Self-driving Cars: Three Reasons Driverless Vehicles Are Slow to Develop
07 Jun 2021
Every car owner wants the best driving experience. They want the best engine, accessories, car parts, and other components that make a quality vehicle. Others even go to extremes by buying the latest car model or applying cool modifications. Some are stylish enough to get fresh upholstery and custom floor mats for vehicles for a personalized interior.
Developments in the automotive industry have come a long way in terms of driving capabilities and stylish elements. This includes self-driving cars that have been a hot topic in recent years. Carmakers are dropping the terms “autonomous”, “mobility”, and “self-driving”, which got every tech and car enthusiast squabbling online about this latest car innovation.
A few years after their conception, self-driving cars have been making few developments. For many years, the auto industry has given a lot of autonomous driving promises but delivered too little to its consumers. Experts attribute this hesitance for several factors to safety, public acceptance, regulations, and tech developments. In this article, we’ll take a deeper look at the unexpected obstacles faced by the autonomous driving industry.
There are legislative and regulatory obstacles to the widespread distribution and use of self-driving cars, including privacy concerns. Even regulators and lawmakers worldwide cannot keep pace with crafting policies about this newfound innovation.
Information access is just one of the few issues that baffle policymakers. Since self-driving cars have to stay connected to a network to run, hackers will eventually find a way to manipulate these vehicles. This is quite problematic since self-driving cars have no clear concept of civic-mindedness and restraint.
The thing is, the automotive industry remains widely self-regulating, specifically in knowing if a certain car technology is safe enough to drive on open roads. Sadly, lawmakers fail in setting standards for making these resolutions.
While it’s imperative to conduct a performance assessment of self-driving cars in a real environment, it can only happen if lawmakers provide a comprehensive evaluation and safety testing. They need to establish a set of tests and criteria and order carmakers to create a benchmark based on the required data sets to ensure autonomous vehicles are safe enough to use on open roads.
For instance, Australia has been lacking support in establishing the safe commercial operation and deployment of autonomous cars. Because of this, Australia’s National Transport Commission is taking the lead in developing reforms about safety and innovation to allow its citizens to enjoy the benefits of self-driving cars.

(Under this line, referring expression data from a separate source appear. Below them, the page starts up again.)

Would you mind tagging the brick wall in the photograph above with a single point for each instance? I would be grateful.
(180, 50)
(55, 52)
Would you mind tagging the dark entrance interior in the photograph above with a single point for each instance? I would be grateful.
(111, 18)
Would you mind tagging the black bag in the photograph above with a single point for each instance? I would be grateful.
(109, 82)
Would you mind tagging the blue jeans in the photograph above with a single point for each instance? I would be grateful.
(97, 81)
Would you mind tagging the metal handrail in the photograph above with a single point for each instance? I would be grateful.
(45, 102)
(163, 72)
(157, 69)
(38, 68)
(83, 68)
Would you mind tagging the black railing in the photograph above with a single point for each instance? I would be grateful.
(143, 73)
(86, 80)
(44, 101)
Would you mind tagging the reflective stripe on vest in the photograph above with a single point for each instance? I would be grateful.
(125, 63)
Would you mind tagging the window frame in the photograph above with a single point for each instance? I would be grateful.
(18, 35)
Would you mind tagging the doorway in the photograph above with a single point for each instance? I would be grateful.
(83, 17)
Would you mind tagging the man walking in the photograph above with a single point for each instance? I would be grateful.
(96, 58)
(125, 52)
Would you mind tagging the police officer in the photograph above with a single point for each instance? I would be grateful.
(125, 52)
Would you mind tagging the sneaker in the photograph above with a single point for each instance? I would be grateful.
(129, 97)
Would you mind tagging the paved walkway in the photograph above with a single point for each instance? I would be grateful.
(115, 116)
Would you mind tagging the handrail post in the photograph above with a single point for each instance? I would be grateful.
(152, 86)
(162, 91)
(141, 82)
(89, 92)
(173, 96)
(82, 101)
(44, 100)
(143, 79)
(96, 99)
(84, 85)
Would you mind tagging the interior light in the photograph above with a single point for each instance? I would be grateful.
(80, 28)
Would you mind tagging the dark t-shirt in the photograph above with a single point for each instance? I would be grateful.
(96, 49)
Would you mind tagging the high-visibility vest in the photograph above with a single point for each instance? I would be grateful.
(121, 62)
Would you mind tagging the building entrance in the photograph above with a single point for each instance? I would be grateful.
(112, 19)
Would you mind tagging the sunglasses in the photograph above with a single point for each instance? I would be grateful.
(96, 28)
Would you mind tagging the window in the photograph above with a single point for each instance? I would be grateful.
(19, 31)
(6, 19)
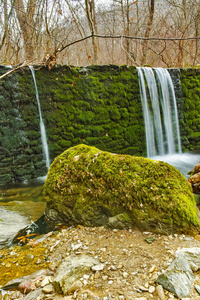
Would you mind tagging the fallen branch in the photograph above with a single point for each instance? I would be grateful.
(127, 37)
(25, 63)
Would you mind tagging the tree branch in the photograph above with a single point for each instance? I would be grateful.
(128, 37)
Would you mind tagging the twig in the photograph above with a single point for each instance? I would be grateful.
(25, 63)
(128, 37)
(128, 54)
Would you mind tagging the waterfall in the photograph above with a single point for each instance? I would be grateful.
(42, 127)
(160, 111)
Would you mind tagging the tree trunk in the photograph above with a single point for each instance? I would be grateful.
(148, 30)
(26, 22)
(91, 17)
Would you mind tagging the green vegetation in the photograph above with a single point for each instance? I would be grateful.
(190, 82)
(88, 186)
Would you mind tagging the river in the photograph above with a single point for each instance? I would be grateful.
(22, 204)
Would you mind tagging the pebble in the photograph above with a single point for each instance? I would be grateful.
(76, 285)
(99, 267)
(110, 282)
(48, 289)
(151, 289)
(160, 292)
(143, 289)
(197, 287)
(125, 274)
(29, 258)
(46, 281)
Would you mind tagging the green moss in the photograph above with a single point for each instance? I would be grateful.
(93, 185)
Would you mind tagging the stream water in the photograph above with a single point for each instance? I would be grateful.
(22, 204)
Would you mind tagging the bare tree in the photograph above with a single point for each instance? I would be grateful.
(91, 17)
(151, 6)
(25, 18)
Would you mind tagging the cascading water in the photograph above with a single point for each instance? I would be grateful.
(42, 127)
(160, 111)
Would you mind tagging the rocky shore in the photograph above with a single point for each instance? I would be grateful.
(125, 264)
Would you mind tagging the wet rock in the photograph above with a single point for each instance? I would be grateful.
(27, 286)
(73, 198)
(72, 269)
(48, 289)
(160, 292)
(192, 255)
(99, 267)
(76, 285)
(177, 278)
(33, 295)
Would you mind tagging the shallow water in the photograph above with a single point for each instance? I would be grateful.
(184, 162)
(20, 205)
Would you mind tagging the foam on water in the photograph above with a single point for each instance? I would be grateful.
(184, 162)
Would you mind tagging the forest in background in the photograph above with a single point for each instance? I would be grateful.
(158, 33)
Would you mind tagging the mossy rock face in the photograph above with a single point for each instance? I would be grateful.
(92, 187)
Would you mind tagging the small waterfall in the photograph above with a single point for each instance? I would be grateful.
(42, 127)
(160, 111)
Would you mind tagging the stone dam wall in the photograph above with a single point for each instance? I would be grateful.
(97, 105)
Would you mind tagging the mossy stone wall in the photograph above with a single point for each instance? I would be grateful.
(99, 106)
(190, 83)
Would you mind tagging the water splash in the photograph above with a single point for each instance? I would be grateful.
(160, 111)
(42, 127)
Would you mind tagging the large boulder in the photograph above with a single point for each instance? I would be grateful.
(92, 187)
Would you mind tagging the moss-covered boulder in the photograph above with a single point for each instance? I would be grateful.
(92, 187)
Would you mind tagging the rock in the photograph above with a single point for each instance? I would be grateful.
(76, 285)
(27, 286)
(96, 188)
(197, 287)
(48, 289)
(72, 268)
(192, 255)
(33, 295)
(177, 278)
(151, 289)
(99, 267)
(46, 281)
(160, 292)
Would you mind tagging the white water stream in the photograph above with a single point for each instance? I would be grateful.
(160, 111)
(42, 127)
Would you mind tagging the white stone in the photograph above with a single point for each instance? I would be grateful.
(151, 289)
(160, 292)
(99, 267)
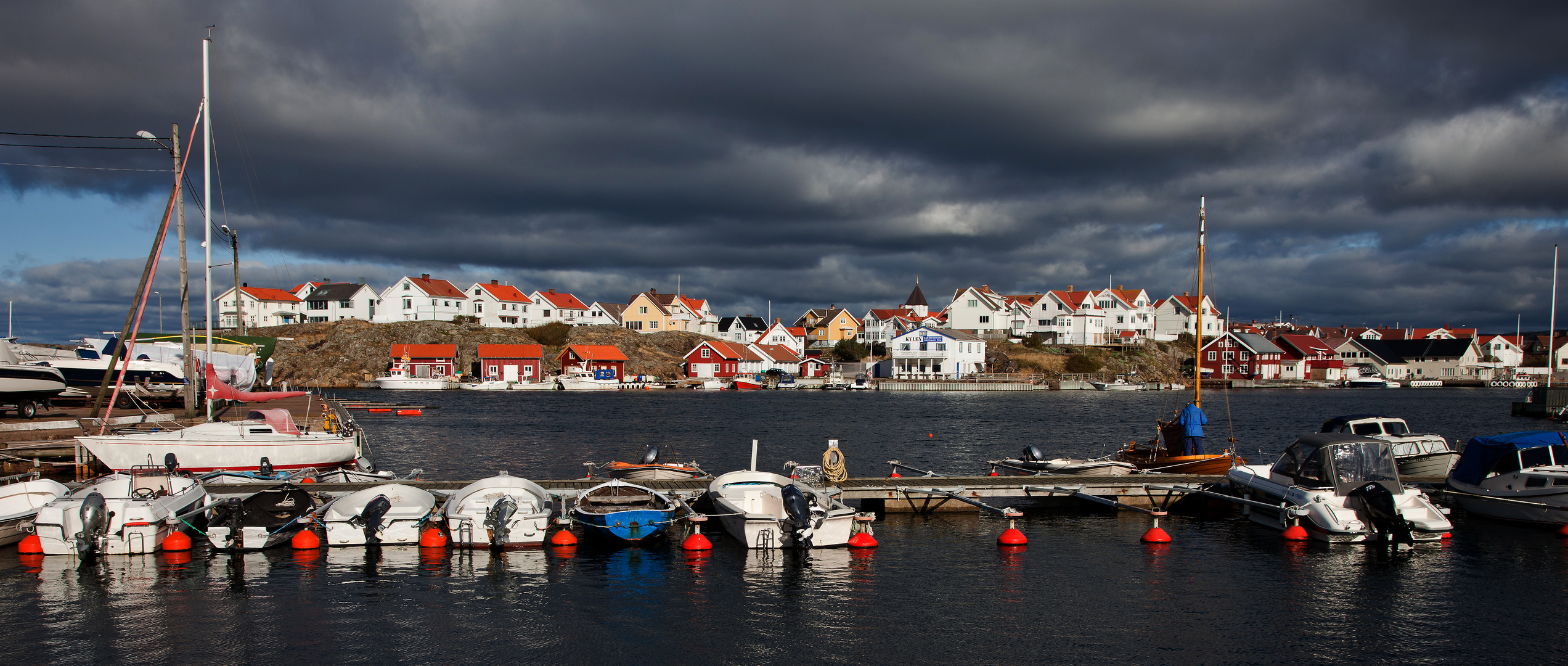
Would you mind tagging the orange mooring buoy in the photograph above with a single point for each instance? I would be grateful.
(176, 541)
(431, 538)
(306, 540)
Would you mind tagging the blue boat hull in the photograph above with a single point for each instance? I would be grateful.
(626, 525)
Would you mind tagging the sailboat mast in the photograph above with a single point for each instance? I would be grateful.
(1551, 333)
(206, 168)
(1197, 356)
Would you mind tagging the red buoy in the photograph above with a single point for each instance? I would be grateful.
(1156, 536)
(696, 541)
(306, 540)
(176, 541)
(431, 538)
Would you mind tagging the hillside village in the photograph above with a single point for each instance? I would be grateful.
(978, 333)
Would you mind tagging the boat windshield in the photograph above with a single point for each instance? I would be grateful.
(1363, 461)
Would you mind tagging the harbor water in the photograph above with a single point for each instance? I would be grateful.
(937, 591)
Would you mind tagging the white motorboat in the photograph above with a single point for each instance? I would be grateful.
(499, 511)
(399, 378)
(385, 514)
(589, 381)
(24, 389)
(1119, 384)
(125, 513)
(1034, 461)
(231, 445)
(1342, 488)
(764, 510)
(19, 503)
(1418, 455)
(261, 520)
(1514, 477)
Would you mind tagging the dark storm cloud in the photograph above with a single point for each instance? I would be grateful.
(1390, 162)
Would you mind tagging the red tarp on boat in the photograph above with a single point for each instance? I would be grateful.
(218, 391)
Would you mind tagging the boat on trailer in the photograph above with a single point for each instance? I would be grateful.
(499, 511)
(1342, 488)
(764, 510)
(261, 520)
(621, 511)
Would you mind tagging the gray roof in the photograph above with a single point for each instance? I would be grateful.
(336, 292)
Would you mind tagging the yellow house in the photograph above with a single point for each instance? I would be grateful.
(651, 312)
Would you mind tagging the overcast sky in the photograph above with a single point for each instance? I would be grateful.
(1363, 162)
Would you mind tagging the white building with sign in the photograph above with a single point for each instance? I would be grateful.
(930, 353)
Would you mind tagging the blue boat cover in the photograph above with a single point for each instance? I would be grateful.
(1482, 453)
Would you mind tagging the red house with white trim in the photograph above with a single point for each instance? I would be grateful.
(510, 363)
(592, 360)
(428, 361)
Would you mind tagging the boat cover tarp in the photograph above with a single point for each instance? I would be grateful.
(1482, 453)
(280, 419)
(218, 391)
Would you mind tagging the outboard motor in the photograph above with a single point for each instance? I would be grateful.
(496, 520)
(370, 517)
(1376, 503)
(800, 513)
(94, 522)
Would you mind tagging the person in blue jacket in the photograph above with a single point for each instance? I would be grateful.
(1192, 419)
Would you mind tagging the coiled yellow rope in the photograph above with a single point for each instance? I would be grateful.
(833, 467)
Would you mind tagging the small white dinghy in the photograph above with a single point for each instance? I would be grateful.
(770, 511)
(19, 502)
(377, 516)
(125, 513)
(499, 511)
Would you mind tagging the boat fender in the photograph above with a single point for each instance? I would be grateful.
(496, 520)
(800, 513)
(370, 517)
(94, 520)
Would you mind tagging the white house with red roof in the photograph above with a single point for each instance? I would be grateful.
(558, 306)
(1126, 309)
(421, 300)
(261, 306)
(499, 306)
(1180, 316)
(1068, 317)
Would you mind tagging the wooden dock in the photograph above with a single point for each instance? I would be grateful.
(885, 494)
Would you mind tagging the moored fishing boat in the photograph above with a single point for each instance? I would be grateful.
(499, 511)
(19, 503)
(385, 514)
(764, 510)
(261, 520)
(1418, 455)
(123, 513)
(1514, 477)
(1342, 488)
(621, 511)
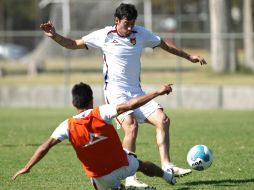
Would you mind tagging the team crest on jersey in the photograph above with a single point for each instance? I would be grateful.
(133, 40)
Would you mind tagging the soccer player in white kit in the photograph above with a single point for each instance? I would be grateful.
(121, 46)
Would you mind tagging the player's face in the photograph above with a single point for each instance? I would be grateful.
(124, 26)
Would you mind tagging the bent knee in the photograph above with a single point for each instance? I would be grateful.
(130, 126)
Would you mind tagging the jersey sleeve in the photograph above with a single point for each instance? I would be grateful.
(107, 112)
(150, 39)
(94, 39)
(61, 132)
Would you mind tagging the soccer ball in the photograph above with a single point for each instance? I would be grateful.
(200, 157)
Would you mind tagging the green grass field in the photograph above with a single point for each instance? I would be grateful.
(228, 133)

In this case, regulators should adopt a systematic approach to self-driving certification, where the self-driving vehicle will undergo a thorough evaluation under a simulated landscape and real-world environments. If the car passes the exam, regulators will allow it to operate on open roads.
Self-driving cars have five different levels. Unfortunately, not all drivers are aware of this, including the difference between a fully autonomous car and one that’s semi-autonomous. Many are also clueless that a self-driving car knows when to follow the car in front of it, the right time to make a quick stop, and even identify an incoming animal or a double-parked public transportation.
The thing about people is they are paranoid and unforgiving once a risky situation happens with technology involved. One example is Tesla’s autopilot system that has encountered fatal accidents since 2016.
Today, federal investigators and carmakers slowly recognize that semi-autonomous cars pose more threats than driving an average car. It brings a lot of confusion about the concept behind car automation, since it may still require humans to perform a critical driving role in terms of the level of driving engagement.
For lawmakers, self-driving cars are prone to mushy notions that can get people injured, or even killed.
While driverless cars promise a rosy future for their users, carmakers are struggling to keep up to their own promises. Self-driving cars heavily rely on LIDAR (light detection and ranging) technology that allows the vehicle to navigate the road and detect nearby objects.
The sad reality is that LIDAR sensors are extremely expensive, difficult to produce, and rare. There are only a few manufacturers of LIDAR sensors, but they only produce them in small quantities, making it difficult for carmakers to generate self-driving cars.
LIDAR sensors are just a few of the technology hurdles that concern carmakers in producing autonomous vehicles. They are still in search of necessary modifications to make them efficient and effective enough to deal with extreme road conditions.
While the future of the auto industry is still uncertain, there’s only one thing we know: self-driving cars are still subject to further developments. There’ are a lot of things we don’t understand about technology yet, and it only takes the right expertise and timing to experience a new revolution that will eventually happen.